18. The method of claim 17 wherein the adhesive is a hot melt adhesive, and said drown down filament has an average diameter of 1 to 500 microns and being deposited on said substrate at 50,000 to 700,000 circles per minute.

19. The method of claim 18 wherein the flow ratio of the polymer to gas is 100 to 5,000 cc gas per g. polymer.

20. The method of claim 19 wherein the orifice diameter is from 0.005 to .080 inches.

21. The method of claim 20 wherein the orifice diameter is from 0.5 to 1 mm and said drown down filament has a diameter of 30 to 100 microns and said filament is deposited on said substrate at a speed of 100,000 to 500,000 circles/min.

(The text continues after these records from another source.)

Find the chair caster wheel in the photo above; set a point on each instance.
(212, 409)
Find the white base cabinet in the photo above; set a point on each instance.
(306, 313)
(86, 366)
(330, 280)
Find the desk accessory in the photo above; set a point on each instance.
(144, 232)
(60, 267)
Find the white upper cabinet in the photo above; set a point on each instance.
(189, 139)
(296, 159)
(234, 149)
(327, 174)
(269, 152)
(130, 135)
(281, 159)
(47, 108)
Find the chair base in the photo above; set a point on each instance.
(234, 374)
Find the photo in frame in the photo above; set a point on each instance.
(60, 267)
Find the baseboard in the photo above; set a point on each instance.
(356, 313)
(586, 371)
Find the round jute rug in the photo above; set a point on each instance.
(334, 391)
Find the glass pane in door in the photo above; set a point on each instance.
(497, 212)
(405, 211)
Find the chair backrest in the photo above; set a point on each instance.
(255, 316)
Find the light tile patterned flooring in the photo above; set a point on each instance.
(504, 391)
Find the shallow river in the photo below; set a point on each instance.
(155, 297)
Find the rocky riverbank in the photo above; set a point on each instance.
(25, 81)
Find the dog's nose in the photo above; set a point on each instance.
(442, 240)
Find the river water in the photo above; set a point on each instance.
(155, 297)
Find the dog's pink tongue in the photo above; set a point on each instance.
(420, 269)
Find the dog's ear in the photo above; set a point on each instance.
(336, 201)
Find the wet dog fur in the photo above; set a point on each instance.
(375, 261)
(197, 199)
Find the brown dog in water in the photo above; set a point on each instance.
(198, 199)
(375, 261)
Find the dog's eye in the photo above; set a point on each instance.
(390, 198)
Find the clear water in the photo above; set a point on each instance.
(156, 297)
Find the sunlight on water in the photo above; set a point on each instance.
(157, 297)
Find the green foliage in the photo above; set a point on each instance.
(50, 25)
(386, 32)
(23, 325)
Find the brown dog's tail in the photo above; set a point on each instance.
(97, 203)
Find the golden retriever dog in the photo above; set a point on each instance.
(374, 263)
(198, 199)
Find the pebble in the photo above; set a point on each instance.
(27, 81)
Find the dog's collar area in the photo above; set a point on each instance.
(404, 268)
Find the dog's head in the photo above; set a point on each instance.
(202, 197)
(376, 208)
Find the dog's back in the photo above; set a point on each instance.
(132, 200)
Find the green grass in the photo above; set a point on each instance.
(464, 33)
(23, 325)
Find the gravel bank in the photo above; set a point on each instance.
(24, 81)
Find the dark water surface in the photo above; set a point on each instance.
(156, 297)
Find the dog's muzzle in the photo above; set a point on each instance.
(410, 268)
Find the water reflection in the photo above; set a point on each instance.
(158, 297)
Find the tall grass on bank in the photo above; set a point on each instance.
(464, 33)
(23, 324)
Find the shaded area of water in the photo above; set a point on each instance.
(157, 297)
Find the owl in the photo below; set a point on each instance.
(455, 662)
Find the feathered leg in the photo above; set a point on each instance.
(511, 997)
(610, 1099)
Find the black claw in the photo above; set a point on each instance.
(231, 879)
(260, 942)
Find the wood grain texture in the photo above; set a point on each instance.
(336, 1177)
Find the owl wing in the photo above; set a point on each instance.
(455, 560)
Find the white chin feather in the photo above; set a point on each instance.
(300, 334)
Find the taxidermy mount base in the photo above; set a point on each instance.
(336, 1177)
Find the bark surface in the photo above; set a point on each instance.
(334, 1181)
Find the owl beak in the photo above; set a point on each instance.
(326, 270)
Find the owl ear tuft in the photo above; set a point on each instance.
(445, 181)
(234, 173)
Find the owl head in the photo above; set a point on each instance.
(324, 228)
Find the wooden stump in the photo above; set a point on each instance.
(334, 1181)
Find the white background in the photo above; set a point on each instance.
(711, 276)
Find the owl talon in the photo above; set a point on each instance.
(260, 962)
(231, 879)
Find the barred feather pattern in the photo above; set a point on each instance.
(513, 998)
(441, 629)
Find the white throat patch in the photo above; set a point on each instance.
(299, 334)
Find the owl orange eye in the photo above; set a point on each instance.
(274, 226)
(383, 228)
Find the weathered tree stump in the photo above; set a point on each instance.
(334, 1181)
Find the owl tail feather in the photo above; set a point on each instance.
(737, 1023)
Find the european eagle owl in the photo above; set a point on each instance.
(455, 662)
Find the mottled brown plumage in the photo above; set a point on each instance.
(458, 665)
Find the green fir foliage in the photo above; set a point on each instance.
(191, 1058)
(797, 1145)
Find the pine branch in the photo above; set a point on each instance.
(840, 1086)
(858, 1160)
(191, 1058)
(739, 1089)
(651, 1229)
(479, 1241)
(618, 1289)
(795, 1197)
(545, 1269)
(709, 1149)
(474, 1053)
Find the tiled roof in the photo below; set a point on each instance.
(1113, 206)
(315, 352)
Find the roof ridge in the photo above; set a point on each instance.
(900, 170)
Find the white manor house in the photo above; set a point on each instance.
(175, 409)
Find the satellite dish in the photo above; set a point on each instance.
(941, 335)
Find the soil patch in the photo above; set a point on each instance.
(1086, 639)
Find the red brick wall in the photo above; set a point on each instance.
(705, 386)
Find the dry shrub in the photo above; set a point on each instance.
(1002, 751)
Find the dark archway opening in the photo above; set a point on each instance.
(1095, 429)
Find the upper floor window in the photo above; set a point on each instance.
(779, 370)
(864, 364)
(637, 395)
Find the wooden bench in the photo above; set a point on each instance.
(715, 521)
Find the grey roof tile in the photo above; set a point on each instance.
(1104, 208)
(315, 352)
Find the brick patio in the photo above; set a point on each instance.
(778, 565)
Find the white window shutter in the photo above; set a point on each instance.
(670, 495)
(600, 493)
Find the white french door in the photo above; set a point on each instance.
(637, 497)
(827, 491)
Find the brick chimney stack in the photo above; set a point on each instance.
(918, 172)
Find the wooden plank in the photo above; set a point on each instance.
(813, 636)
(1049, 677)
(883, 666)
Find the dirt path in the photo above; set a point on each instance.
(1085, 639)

22. A system for extruding a thermoplastic filament in a circular pattern, said system comprising:
(a) a nozzle insert member having a central passage extending therethrough terminating in a tapered end and having an orifice in said tapered end.
(b) means for delivering molten thermoplastic polymer to said passage and extruding a filament from said orifice;

(c) a first annular compartment surrounding a mid section of said insert member;
(d) a cap member mounted around said insert member and therewith defining (i) a second annular compartment, and (ii) a converging annular opening surrounding said orifice, and (iii) a plurality of gas flow passages circumferentially space about said annular flow passage;
(e) means for delivering gas to said first compartment;
(f) means for delivering gas from said first compartment into said second compartment in a swirling flow pattern whereby gas flows through said annular flow passage in a swirling direction and contacts the thermoplastic filament imparting a swirling helical motion thereto, said plurality of gas passages being oriented in a direction to contract the swirling thermoplastic filament to increase the velocity of the filament in the expanding spiral pattern and further draw down the filament;
and (g) collector means for receiving said filament in a substantially circular pattern, said collector means being movable across the axial direction of said orifice wherein the filament is collected as a series of overlaping circular loops forming a ribbon thereon.

23. The apparatus of claim 22 wherein the thermoplastic is an adhesive and the collector means is a substrate.